Top critical review
BIG TIME Fantasy
on 4 June 2016
Don't "Laugh At Me" but this is a well made film that had all the makings of being a great one except it relied much too heavily on the make believe of one man's love and promotion of the (big) self.
Some facts to bear in mind when following the cleverly constituted fact meets fiction storyline....
No-one from Good Vibrations was in the recording studio with The Undertones.
The first time anyone from Good Vibrations actually heard the recording was when it was delivered to the shop, direct from EMI in Dublin. They had no idea want it sounded like (or knew it was a 4 track EP) until they opened the boxes that had just been delivered.

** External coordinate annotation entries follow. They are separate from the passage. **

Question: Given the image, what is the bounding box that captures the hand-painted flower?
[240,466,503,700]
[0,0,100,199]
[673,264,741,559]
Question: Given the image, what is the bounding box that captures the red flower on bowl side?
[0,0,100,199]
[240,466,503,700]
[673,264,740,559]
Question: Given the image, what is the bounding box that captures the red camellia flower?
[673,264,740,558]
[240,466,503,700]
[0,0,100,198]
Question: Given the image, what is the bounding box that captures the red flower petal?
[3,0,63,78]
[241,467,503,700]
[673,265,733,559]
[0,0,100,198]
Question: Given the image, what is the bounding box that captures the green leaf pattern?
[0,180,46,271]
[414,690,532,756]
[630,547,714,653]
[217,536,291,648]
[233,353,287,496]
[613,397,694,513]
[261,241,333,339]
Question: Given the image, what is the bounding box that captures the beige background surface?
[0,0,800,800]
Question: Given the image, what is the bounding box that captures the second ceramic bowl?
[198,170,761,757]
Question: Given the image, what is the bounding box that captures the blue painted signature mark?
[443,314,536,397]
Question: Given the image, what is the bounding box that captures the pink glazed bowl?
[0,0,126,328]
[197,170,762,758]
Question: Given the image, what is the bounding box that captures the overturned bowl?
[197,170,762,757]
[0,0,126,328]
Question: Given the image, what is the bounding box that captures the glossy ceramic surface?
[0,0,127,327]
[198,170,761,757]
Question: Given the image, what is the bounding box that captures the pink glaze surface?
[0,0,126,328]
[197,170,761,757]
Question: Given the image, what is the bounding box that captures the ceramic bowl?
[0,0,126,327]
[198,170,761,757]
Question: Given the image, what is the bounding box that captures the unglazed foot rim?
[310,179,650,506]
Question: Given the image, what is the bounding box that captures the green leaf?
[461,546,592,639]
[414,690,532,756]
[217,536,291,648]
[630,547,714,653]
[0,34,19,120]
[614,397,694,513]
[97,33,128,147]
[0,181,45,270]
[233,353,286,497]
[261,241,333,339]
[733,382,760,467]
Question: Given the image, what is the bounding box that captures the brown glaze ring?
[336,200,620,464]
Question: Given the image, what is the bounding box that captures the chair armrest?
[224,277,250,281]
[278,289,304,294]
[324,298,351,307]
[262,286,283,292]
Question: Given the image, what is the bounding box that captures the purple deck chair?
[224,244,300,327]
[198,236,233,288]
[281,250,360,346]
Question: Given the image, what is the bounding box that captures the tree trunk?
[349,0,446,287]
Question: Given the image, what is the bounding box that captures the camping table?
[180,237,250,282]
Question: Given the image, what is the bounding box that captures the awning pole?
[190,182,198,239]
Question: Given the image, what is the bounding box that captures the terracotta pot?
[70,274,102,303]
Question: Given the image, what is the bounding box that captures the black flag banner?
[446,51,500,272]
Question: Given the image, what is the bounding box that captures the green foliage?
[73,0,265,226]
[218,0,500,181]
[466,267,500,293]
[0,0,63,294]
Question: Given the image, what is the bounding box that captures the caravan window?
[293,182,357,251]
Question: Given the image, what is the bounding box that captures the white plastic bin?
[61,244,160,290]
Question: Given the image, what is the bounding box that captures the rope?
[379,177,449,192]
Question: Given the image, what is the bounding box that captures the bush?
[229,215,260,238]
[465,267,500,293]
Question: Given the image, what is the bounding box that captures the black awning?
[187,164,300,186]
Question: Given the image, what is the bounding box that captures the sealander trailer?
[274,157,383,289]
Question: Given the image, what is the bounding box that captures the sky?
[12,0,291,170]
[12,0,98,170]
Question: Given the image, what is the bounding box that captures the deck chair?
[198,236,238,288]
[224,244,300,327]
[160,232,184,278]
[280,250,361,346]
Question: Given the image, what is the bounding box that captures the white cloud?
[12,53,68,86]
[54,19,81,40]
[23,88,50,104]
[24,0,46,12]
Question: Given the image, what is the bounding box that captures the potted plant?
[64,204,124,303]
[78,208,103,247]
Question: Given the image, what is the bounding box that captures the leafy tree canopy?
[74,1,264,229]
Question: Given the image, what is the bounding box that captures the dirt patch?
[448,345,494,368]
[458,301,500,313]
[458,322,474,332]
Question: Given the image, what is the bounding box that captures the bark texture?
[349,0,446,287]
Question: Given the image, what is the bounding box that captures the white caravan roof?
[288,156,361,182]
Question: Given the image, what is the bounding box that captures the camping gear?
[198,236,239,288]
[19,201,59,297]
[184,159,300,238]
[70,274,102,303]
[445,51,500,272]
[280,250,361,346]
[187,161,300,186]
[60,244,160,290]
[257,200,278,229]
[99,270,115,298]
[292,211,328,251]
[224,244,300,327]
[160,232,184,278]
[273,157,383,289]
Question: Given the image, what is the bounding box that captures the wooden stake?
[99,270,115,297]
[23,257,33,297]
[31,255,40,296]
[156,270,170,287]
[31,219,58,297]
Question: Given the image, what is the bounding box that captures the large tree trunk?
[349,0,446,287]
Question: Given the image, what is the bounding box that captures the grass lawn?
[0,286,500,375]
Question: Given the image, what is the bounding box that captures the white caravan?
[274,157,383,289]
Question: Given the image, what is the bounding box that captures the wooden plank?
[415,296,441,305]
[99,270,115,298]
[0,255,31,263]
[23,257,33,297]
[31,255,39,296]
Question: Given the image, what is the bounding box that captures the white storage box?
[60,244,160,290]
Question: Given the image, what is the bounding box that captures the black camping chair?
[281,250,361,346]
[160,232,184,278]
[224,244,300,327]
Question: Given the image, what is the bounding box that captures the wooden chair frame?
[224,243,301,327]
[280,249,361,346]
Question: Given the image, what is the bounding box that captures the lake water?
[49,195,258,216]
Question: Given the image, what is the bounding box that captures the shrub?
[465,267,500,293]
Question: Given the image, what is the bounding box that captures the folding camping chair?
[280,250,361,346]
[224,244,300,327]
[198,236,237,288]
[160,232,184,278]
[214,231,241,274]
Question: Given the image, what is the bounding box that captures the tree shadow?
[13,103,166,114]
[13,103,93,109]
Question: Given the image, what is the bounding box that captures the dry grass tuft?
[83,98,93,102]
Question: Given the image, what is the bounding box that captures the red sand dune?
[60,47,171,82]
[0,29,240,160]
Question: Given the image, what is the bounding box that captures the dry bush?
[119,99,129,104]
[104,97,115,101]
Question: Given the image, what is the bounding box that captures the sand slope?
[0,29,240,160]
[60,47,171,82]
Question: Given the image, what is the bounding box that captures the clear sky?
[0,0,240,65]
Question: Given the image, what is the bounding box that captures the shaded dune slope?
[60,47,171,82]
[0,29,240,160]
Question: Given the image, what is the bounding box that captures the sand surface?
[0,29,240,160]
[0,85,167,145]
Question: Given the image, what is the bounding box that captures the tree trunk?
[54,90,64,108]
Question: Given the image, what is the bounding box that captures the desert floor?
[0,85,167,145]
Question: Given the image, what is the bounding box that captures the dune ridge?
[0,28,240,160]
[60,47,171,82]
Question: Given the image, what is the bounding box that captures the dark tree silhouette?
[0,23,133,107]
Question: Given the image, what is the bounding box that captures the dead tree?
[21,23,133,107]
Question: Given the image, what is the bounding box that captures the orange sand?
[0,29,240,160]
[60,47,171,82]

Good Vibrations issued Teenage Kicks EP but that was the only link The Undertones had with that organisation. There was no contract.
The Undertones posted out several promo copies. Undertone Mickey Bradley was the one who posted the record to John Peel at Radio 1
The actual Good Vibrations record was never touted around big time record companies in London. It was never rejected by anyone. To imply otherwise was absurd. Teenage Kicks EP was so good it promoted itself, especially after John Peel received his copy in the post. He loved it and played it (twice). After that historic occasion every the record company, music journalist & DJ were falling over themselves to get in on the action.
Whatever big time record company moved the quickest (in this case it was Sire) got The Undertones signed up, and under contract, plus they got the Teenage Kicks EP tapes from Good Vibrations for a pittance.
Sire remixed the original recordings and issued Teenage Kicks as a two track 7" for radio promotional purposes only.
To this day I have never heard anyone express dislike of Teenage Kicks, except in one of the many make believe sections in this film.
There was a Good Vibrations concert one evening in Belfast's Ulster Hall. It ended with a mini battle between some punk band members and a small number of so called security. One of the so called security got on stage, grabbed the mike and encouraged the audience to chant "SS RUC". Perfect material for any film. One thing is for sure - it certainly did not end in the harmonious way portrayed in this film. The scene in which John Peel arrived unexpectedly for the Ulster Hall concert was pure fantasy.
Good Vibrations' owner had a constant craving for self publicity and praise, and the mix of a little fact with a large serving of fantasy in this film helps deliver that his way in abundance.
Chaotic Good Vibrations did go into bankruptcy (owing different suppliers differing amounts ), re-opened as Good Vibes, went bankrupt again, re-opened with another name, closed down again, re-opened with another name, changed address, got burned down/out, re-opened once again before closing again, probably for ever,
The Big Time for the Big Ego (Self) continued on though with a book of full of fantasic tales, followed by up with his great work of fiction.
Incidentally, Davy Shannon (the man who single handedly produced the original Good Vibrations Teenage Kicks EP) lived two doors down from Chris Stewart. Chris was a member of Eire Apparent (whose one and only album was produced by Jimi Hendrix).